Long Lankin by Lindsey Barraclough
If you remember the nursery rhymes and songs of your childhood, you'll probably recall that some of them are frankly quite sinister. Not your Baa Baa Black Sheeps or your Twinkle Twinkle Little Stars, so much, but consider Three Blind Mice, in which blind mice have their tails cut off by a farmer's wife. Or Ding Dong Bell, in which someone attempts to drown a cat in a well. My personal favourite is Oranges And Lemons, which after a vaguely threatening dialogue about debt played out by London church bells, culminates with 'here comes a candle to light you to bed, and here comes the chopper to chop off your head.'
These, however, have nothing on Long Lankin, a genuinely terrifying folk ballad beseeching us to 'Beware of Long Lankin who lives in the moss', lest he 'creep in' to the house and conspire with a baby's 'false nurse' to kill it by pricking it all over with a pin. I read this poem in a library book of traditional rhymes when I was a child and never forgot the horridness of it. For this reason, I was immediately drawn to Lindsey Barraclough's novel of the same name, the story of two girls in the 1950s who are sent from the East End to live with an estranged aunt in the country and discover that their family is haunted by a terrible curse.
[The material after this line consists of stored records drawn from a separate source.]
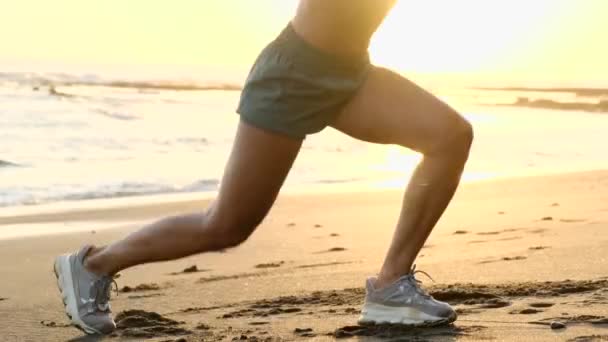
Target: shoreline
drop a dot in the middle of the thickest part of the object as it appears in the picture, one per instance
(510, 255)
(140, 205)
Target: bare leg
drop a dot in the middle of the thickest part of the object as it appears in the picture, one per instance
(256, 170)
(389, 109)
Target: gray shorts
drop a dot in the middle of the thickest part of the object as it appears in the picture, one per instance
(296, 89)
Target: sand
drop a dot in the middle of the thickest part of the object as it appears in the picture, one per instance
(521, 260)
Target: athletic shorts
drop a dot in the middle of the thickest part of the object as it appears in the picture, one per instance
(295, 89)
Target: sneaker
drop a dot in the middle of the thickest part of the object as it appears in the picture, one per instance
(85, 295)
(404, 302)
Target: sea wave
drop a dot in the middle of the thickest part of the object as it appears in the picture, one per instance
(598, 107)
(59, 79)
(4, 163)
(33, 196)
(586, 92)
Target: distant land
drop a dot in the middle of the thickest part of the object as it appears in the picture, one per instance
(595, 92)
(601, 106)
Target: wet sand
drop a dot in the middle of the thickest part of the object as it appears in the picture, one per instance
(521, 260)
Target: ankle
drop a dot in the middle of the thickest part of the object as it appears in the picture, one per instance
(385, 279)
(92, 262)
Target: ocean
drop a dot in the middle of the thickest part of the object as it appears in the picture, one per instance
(73, 137)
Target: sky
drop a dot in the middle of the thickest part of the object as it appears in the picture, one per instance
(560, 41)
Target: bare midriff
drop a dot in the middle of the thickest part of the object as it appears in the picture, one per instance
(342, 27)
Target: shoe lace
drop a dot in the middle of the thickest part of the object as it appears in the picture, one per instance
(415, 283)
(102, 292)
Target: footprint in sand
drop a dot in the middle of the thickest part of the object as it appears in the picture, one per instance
(51, 324)
(527, 311)
(144, 324)
(572, 220)
(488, 233)
(141, 288)
(515, 258)
(190, 269)
(324, 264)
(270, 265)
(332, 250)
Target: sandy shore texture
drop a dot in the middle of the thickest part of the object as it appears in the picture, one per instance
(521, 260)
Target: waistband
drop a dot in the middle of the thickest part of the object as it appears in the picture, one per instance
(307, 53)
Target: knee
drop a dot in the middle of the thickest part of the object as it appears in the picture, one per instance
(456, 142)
(231, 229)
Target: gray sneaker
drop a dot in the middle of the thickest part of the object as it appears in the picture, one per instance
(85, 295)
(405, 303)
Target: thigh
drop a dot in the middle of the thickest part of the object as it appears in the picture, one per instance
(389, 109)
(258, 165)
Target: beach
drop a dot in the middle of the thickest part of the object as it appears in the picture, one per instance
(512, 255)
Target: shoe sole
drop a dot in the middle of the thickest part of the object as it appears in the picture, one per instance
(63, 272)
(376, 314)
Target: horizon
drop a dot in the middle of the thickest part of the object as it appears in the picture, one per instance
(548, 42)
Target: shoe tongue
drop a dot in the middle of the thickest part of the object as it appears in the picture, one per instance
(84, 251)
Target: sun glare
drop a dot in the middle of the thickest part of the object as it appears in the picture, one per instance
(454, 36)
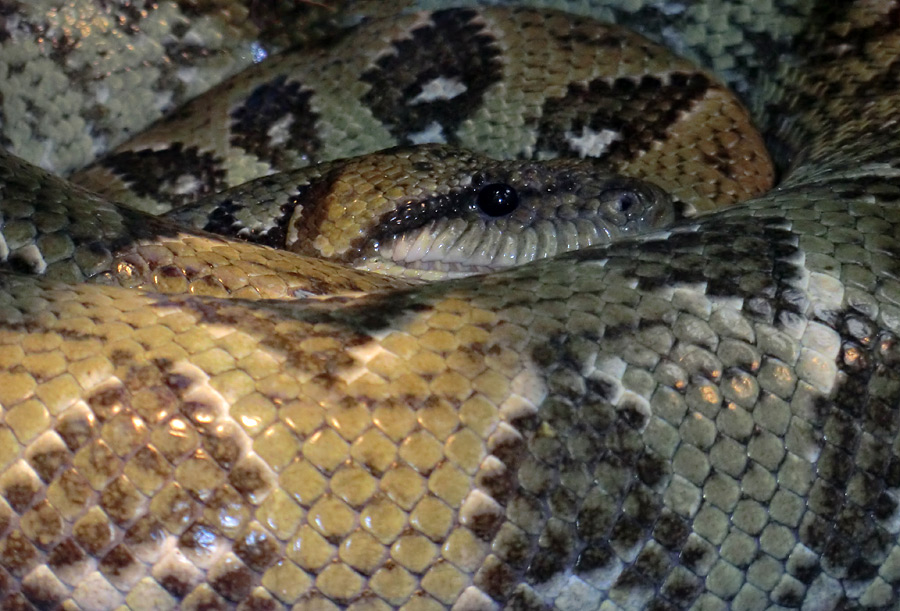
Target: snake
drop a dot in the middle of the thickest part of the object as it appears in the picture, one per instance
(699, 417)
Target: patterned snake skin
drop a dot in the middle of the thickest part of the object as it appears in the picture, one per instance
(704, 418)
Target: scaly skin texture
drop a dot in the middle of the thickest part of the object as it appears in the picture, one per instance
(705, 418)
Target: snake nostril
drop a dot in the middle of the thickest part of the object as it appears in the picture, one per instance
(497, 199)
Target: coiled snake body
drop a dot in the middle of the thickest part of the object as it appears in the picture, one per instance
(702, 418)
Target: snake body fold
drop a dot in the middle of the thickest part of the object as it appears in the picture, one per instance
(705, 417)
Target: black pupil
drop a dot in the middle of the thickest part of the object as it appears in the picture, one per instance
(497, 199)
(626, 202)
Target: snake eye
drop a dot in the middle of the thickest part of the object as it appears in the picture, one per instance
(621, 205)
(497, 199)
(626, 201)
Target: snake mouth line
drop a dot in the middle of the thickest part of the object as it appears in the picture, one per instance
(459, 247)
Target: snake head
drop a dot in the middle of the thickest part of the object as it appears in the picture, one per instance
(497, 214)
(431, 211)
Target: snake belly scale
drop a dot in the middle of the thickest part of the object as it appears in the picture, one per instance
(702, 418)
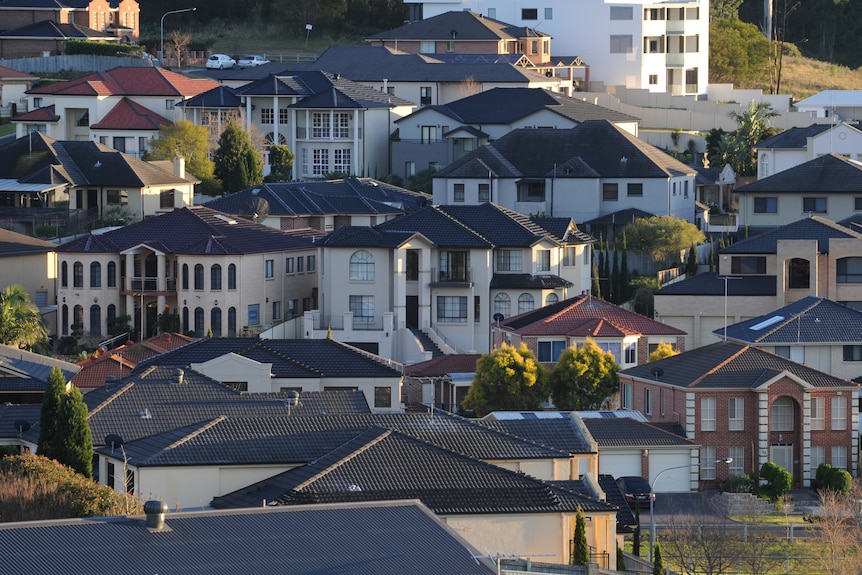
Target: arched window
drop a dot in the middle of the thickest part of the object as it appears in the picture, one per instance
(525, 303)
(362, 266)
(503, 304)
(231, 276)
(112, 274)
(95, 274)
(215, 278)
(95, 320)
(215, 321)
(199, 276)
(231, 322)
(78, 274)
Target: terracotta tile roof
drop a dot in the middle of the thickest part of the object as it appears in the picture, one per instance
(129, 115)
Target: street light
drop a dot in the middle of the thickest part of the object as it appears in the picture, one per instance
(162, 27)
(727, 460)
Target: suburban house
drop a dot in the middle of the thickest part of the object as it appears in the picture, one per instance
(68, 185)
(436, 135)
(650, 45)
(817, 332)
(123, 107)
(224, 275)
(330, 123)
(548, 331)
(444, 271)
(369, 537)
(742, 402)
(594, 169)
(813, 256)
(321, 205)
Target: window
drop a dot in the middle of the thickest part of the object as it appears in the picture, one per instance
(814, 205)
(382, 397)
(231, 276)
(78, 275)
(818, 413)
(199, 277)
(550, 351)
(848, 271)
(748, 264)
(736, 414)
(509, 260)
(707, 414)
(452, 309)
(458, 193)
(215, 277)
(95, 274)
(525, 303)
(503, 304)
(765, 205)
(622, 13)
(362, 266)
(781, 415)
(839, 413)
(621, 44)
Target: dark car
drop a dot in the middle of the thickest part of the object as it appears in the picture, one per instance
(636, 490)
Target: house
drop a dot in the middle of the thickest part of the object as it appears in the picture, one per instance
(370, 538)
(436, 135)
(644, 44)
(813, 256)
(66, 186)
(321, 205)
(330, 123)
(454, 268)
(594, 169)
(817, 332)
(123, 107)
(550, 330)
(750, 405)
(224, 275)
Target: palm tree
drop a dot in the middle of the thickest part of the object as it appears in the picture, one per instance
(20, 322)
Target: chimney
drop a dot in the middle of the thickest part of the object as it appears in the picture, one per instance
(155, 511)
(180, 167)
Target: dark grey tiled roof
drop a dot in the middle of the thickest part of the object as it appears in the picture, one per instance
(730, 365)
(809, 320)
(827, 174)
(810, 228)
(384, 538)
(381, 465)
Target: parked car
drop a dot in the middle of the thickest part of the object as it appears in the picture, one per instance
(220, 62)
(637, 490)
(252, 60)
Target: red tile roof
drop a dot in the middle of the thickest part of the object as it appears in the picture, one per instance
(129, 81)
(129, 115)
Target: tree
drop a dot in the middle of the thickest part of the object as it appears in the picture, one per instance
(506, 379)
(20, 322)
(49, 416)
(581, 554)
(186, 140)
(75, 444)
(584, 377)
(663, 237)
(237, 162)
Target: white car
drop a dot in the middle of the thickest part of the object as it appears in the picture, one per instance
(252, 60)
(220, 62)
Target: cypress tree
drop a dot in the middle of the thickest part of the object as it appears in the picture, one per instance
(48, 419)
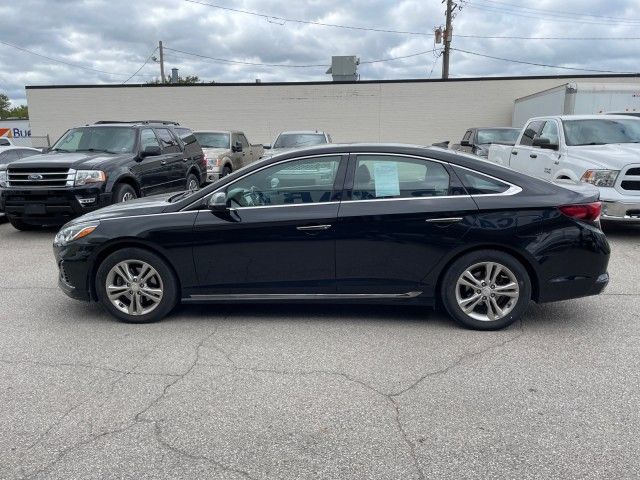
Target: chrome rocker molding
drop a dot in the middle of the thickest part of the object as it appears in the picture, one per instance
(299, 296)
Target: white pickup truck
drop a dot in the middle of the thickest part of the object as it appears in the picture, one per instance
(597, 149)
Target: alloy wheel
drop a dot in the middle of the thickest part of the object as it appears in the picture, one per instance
(134, 287)
(487, 291)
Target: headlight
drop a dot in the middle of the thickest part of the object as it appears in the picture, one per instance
(74, 232)
(87, 177)
(600, 178)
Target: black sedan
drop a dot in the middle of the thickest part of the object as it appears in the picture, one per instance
(344, 223)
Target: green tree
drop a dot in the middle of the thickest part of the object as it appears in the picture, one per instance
(7, 111)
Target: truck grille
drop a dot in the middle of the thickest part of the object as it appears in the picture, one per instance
(630, 180)
(40, 177)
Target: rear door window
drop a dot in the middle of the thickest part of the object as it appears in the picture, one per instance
(382, 176)
(169, 142)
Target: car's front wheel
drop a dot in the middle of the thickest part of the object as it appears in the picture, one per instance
(486, 290)
(136, 286)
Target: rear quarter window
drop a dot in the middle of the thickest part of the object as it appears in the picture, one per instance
(479, 184)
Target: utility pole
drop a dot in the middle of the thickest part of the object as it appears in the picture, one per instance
(447, 41)
(161, 62)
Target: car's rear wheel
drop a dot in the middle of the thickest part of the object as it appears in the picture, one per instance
(136, 286)
(123, 193)
(486, 290)
(192, 182)
(22, 226)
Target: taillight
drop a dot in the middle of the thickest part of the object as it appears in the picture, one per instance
(584, 211)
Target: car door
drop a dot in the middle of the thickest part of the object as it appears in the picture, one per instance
(523, 154)
(150, 171)
(175, 166)
(399, 216)
(277, 238)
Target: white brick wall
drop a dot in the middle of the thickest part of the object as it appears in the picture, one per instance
(407, 112)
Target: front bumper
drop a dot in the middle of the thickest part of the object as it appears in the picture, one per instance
(54, 206)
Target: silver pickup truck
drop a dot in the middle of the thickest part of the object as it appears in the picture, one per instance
(226, 151)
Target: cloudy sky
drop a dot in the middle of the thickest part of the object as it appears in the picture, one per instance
(111, 39)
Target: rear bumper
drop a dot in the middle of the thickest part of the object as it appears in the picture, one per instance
(52, 206)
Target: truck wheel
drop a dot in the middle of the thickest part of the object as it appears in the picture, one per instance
(192, 182)
(123, 193)
(486, 290)
(136, 286)
(20, 225)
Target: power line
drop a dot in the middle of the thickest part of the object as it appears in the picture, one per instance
(539, 64)
(287, 65)
(63, 61)
(275, 19)
(537, 16)
(145, 62)
(560, 12)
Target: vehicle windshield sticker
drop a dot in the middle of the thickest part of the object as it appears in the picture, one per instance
(385, 175)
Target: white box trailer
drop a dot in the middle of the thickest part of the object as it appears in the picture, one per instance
(577, 99)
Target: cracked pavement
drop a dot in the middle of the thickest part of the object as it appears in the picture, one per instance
(304, 391)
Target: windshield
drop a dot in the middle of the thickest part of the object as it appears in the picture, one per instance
(601, 132)
(212, 139)
(97, 139)
(290, 140)
(498, 135)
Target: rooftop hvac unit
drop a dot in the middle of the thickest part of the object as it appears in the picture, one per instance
(344, 68)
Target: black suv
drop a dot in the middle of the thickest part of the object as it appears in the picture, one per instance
(97, 165)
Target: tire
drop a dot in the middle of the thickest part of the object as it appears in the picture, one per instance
(147, 307)
(192, 182)
(20, 225)
(511, 289)
(123, 192)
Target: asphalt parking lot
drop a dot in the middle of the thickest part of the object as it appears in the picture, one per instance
(314, 392)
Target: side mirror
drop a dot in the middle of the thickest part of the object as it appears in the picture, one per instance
(218, 202)
(544, 143)
(150, 151)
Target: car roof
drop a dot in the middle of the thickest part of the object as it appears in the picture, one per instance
(303, 132)
(581, 117)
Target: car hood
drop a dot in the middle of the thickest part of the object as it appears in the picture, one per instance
(75, 160)
(215, 152)
(613, 156)
(140, 206)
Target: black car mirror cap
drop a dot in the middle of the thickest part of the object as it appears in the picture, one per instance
(544, 143)
(150, 151)
(218, 202)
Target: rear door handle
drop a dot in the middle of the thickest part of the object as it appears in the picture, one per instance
(313, 228)
(444, 220)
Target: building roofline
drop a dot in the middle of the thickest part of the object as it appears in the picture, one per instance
(328, 82)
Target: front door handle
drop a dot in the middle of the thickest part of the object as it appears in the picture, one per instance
(313, 228)
(444, 220)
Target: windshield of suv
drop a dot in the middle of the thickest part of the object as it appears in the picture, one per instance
(290, 140)
(601, 132)
(498, 135)
(97, 139)
(213, 139)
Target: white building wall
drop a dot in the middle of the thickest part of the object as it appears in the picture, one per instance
(420, 112)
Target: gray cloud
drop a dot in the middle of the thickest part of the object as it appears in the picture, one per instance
(117, 35)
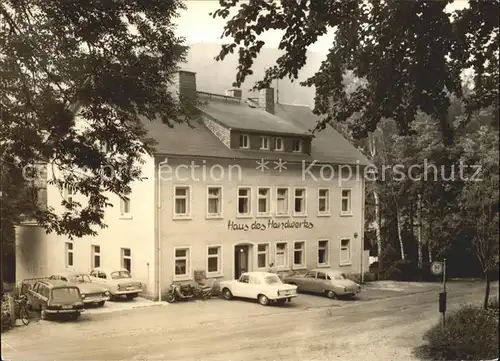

I wasn't disappointed. I gather Long Lankin is being marketed as a young adult novel but it absolutely stands up as an adult read. It somehow manages to be at times sweet and endearing - Cora and Roger, the children from whose points of view the story unfolds, are funny, honest and deeply loveable; I never tired of their company - and yet at times incredibly dark and utterly terrifying. There's a strong sense of eeriness that builds to full-on horror and a climax full of pace and tension.
The sense of place is perfectly evoked, with all the fun of a childhood spent playing in country lanes and going to village cricket matches contrasted perfectly with the more unsettling elements of the rural England - dark woods, tidal marshlands, abandoned churches and mysterious folklore.
The alternating viewpoints of Cora and Roger give us contrasting perspectives not just on the setting but of life in general. Cora is born and bred among the bombsites of post-war Limehouse to a feckless father and an unstable mother, and feels deeply protective of her little sister Mimi - I constantly wanted to hug her and relieve her of the terrible burden of responsibility that seems far too heavy for her young shoulders. Cheerful country boy Roger, on the other hand, has known nothing but security and stability: his younger siblings may wreak havoc but his parents are kind and his main worries are the need to do occasionally dished-out household chores as his mother's attention is focused on his more demanding brothers and baby sister.
Every character in Long Lankin feels vivid and real, and even the supernatural elements of the story are all too credible. Although the pace builds very rapidly at the end, this isn't a novel that moves particularly fast, but this didn't matter to me; I enjoyed the slow build of the horror and also the growing friendship between Cora and Roger, built over many long summer days of wandering the countryside and, of course, going to all the very places they've been told to avoid. When the true horror of the Long Lankin legend really begins to unfold in earnest, it's all the more frightening.
If I had to find fault with this book, it's that the switches in narration happen very rapidly at times - sometimes we only get a few paragraphs from one view point before we switch to another and back again - which sometimes felt jarring and a little disjointed. Apart from that, I'd really find it hard to pick holes in this one: it's an absolutely cracking read full of creepy atmosphere and out-and-out horror, yet also has an appealing warmth at its heart.